In general, product demand aligned to what they see in the medical segment of their dispensary — with flower and vape cartridges being the top sellers and edibles third — which helped with planning.

To prepare for the influx of traffic, they hired extra security personnel, as well, Kiefer says.

“I was a little concerned with it being the first [day of adult-use sales], you never know but literally we had zero incidents,” Kiefer says. “We did control the crowd in the dispensary. We did try to make sure we only had 50 people in the dispensary at a time so we could control it.”

Every aspect of operations was carefully thought out, including how customers moved through the dispensary.

“[At Collinsville,] we would load 20 to 30 people into the waiting room, then about six to 10 minutes later, we’d [send them] all into the dispensary … to make sure we controlled the flow of traffic,” she says.

Another important aspect of launching adult-use was not forgetting their registered medical cannabis patient base and making sure they were taken care of first. Customers with medical cards moved to the front of the line, Kiefer says. Illinois Supply & Provisions also ensures they have at least a month supply of all product categories on the medical side before moving them over to adult-use sales.
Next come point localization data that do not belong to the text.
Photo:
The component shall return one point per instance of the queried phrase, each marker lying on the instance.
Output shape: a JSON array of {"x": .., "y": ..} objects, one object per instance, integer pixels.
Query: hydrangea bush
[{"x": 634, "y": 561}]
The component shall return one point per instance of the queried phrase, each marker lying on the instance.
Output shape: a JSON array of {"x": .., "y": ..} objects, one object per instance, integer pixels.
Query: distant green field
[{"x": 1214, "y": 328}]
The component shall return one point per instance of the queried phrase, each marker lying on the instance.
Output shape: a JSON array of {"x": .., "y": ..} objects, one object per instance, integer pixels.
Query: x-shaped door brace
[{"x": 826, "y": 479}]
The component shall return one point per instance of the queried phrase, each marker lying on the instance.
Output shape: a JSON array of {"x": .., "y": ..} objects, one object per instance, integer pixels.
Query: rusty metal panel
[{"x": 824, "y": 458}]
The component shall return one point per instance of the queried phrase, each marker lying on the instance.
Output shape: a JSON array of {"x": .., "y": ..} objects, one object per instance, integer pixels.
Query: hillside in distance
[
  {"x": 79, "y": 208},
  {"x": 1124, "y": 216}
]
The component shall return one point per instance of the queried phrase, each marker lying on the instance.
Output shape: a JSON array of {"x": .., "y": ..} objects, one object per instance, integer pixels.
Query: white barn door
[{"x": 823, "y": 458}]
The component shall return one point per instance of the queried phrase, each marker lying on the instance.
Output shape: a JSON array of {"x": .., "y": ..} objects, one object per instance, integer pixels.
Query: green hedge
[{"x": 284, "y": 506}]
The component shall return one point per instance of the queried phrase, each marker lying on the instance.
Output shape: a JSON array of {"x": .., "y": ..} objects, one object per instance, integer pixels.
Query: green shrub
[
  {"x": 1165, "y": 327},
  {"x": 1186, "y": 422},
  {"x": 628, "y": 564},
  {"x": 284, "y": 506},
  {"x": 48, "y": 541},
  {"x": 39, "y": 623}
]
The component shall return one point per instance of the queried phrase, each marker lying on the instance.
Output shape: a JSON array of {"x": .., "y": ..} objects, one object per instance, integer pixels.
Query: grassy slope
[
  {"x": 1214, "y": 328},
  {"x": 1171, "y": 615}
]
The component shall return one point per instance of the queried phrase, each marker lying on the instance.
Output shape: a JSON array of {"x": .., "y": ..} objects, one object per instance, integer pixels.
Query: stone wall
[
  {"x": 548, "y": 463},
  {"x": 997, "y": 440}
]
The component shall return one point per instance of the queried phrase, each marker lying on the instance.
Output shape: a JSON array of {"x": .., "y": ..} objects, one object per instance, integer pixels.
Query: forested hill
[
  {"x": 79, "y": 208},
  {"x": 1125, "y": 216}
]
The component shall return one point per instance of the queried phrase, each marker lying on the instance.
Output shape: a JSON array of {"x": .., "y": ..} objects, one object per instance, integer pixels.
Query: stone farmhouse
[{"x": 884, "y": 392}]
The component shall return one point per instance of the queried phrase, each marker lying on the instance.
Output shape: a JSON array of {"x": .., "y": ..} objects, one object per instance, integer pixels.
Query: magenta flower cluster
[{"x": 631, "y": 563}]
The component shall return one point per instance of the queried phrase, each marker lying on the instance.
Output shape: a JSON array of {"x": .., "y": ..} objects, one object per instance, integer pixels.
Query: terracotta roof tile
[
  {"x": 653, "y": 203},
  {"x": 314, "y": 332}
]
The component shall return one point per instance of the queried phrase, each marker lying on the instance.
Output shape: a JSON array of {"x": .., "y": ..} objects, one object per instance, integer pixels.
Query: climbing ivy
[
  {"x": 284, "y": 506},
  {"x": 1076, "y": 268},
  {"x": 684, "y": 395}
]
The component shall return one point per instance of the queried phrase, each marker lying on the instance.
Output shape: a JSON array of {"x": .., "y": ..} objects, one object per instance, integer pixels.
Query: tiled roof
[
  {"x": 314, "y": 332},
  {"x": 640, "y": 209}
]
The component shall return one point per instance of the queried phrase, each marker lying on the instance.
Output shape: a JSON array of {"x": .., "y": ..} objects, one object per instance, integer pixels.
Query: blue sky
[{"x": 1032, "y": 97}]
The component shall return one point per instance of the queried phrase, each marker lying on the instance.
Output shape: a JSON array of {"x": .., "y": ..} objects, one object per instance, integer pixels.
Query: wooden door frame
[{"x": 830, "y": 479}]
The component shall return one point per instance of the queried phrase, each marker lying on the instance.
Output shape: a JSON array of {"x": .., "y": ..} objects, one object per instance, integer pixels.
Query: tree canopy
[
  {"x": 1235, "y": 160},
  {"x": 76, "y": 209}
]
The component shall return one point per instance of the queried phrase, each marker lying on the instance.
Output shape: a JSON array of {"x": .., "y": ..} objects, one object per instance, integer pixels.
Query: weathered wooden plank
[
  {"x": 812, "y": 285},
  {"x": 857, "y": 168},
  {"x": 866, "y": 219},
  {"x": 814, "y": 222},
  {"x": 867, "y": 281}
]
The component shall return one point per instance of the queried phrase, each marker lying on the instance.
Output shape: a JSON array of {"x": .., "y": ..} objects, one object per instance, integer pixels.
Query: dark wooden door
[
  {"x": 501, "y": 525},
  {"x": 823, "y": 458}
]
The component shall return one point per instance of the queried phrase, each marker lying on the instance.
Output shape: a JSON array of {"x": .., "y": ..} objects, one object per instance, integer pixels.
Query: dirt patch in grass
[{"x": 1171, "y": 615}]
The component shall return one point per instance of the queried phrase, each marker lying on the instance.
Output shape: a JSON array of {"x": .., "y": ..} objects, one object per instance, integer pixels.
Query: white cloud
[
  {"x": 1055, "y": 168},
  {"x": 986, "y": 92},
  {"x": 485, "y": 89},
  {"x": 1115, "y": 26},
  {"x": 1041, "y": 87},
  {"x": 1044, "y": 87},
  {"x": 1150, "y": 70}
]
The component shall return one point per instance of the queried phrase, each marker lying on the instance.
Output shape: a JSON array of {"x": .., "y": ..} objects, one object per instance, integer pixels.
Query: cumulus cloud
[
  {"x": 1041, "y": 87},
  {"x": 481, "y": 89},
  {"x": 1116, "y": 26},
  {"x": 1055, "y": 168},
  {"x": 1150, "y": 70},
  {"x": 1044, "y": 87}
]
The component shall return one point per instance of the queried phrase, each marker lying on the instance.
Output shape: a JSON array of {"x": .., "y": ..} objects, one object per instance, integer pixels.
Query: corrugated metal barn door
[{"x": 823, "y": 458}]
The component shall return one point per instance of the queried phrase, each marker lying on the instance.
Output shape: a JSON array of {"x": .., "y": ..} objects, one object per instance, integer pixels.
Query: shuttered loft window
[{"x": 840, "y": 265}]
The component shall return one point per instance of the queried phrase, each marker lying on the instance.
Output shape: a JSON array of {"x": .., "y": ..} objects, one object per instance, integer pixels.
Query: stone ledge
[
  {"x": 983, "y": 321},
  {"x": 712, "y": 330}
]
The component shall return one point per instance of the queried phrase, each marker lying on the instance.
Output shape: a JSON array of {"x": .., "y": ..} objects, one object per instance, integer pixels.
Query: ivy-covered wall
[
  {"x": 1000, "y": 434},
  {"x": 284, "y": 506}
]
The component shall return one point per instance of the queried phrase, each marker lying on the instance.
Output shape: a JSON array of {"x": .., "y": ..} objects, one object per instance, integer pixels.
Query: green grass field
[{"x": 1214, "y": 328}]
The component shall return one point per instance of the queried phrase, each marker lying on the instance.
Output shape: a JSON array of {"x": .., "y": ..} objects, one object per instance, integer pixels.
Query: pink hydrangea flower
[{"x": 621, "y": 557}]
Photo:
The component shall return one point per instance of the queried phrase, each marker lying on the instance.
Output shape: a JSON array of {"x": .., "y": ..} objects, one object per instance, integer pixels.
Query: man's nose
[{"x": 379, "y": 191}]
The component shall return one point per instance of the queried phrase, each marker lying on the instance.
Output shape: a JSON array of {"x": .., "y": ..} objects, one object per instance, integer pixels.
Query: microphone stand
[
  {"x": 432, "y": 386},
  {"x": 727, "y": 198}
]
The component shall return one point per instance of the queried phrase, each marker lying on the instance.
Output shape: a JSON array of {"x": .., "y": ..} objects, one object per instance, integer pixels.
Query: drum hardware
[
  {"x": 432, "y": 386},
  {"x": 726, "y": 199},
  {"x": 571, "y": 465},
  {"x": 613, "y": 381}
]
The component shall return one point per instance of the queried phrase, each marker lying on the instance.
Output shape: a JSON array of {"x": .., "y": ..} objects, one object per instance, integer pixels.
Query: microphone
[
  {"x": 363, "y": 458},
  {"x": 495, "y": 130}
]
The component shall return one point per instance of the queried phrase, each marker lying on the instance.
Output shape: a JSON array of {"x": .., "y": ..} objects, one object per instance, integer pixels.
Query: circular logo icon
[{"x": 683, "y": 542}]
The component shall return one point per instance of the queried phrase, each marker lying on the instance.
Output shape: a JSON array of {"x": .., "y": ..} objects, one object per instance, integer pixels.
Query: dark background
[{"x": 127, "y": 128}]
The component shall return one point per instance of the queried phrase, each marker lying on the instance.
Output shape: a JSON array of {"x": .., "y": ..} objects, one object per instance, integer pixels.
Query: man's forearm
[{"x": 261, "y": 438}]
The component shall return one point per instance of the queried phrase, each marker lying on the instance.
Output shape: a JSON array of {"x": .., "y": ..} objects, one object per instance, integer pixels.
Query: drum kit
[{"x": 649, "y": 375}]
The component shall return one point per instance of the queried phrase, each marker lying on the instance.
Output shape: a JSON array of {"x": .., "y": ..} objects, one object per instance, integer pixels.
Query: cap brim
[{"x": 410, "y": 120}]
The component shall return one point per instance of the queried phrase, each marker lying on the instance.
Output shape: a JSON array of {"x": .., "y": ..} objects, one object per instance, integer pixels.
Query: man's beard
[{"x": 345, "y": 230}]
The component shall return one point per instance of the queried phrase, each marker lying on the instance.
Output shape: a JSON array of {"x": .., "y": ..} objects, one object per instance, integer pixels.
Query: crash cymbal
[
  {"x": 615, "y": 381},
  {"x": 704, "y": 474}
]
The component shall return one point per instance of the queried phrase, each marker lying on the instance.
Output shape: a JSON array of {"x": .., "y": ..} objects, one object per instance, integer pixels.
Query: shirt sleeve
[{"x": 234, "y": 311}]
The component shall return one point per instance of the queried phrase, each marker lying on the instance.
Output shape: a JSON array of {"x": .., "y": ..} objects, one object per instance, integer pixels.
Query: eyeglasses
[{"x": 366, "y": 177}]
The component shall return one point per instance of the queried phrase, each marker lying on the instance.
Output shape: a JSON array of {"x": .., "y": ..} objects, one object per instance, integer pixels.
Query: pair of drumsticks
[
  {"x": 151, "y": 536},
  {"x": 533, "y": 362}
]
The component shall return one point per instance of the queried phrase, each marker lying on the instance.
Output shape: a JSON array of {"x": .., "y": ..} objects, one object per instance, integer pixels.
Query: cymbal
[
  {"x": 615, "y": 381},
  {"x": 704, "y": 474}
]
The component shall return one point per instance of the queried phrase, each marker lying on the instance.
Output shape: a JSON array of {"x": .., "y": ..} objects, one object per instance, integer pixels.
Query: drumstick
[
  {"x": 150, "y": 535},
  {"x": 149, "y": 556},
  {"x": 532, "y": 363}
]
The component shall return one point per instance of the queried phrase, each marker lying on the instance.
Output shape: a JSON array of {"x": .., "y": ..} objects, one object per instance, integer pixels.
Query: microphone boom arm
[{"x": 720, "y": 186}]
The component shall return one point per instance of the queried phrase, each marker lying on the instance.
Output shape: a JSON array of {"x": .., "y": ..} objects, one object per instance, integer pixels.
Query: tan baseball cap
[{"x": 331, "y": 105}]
“We had quite a few strains available of flower for medical patients, but only one or two available for recreational,” she says. “It’s really important. I can’t stress enough; folks depend on their medicine, and in both stores we have teams that are specifically focused on medical to ensure that program stays alive and that customers feel really good about their experience. We got started as a medical business, and …  it is our commitment to take care of our medical patients. They will always be first in line.”

Beyond the first week, Kiefer says they are taking the new adult-use market in Illinois day-by-day, adjusting their plans as needed to meet the demand. Illinois Supply & Provisions will be opening two additional, adult-use only locations in the state with expected openings in summer 2020: one in Fairview Heights, also near St. Louis, and a second store in Springfield. And, after working expanded hours ahead of the historic first days of adult-use sales, Kiefer says they will be focusing on giving associates a much-needed break.

“As much as we did prepare and hire and train, that’s something we’re going to have to continue to pay attention to. I’m a big believer that nothing happens without your team and without the people so for me it’s all about getting the right people and the right team in place to continue to satisfy the consumer and drive the business,” she says. “We’re continuing to hire, and we will make sure people are getting days off and time off. Everyone wanted to work all day the first day and the second day because they are excited.”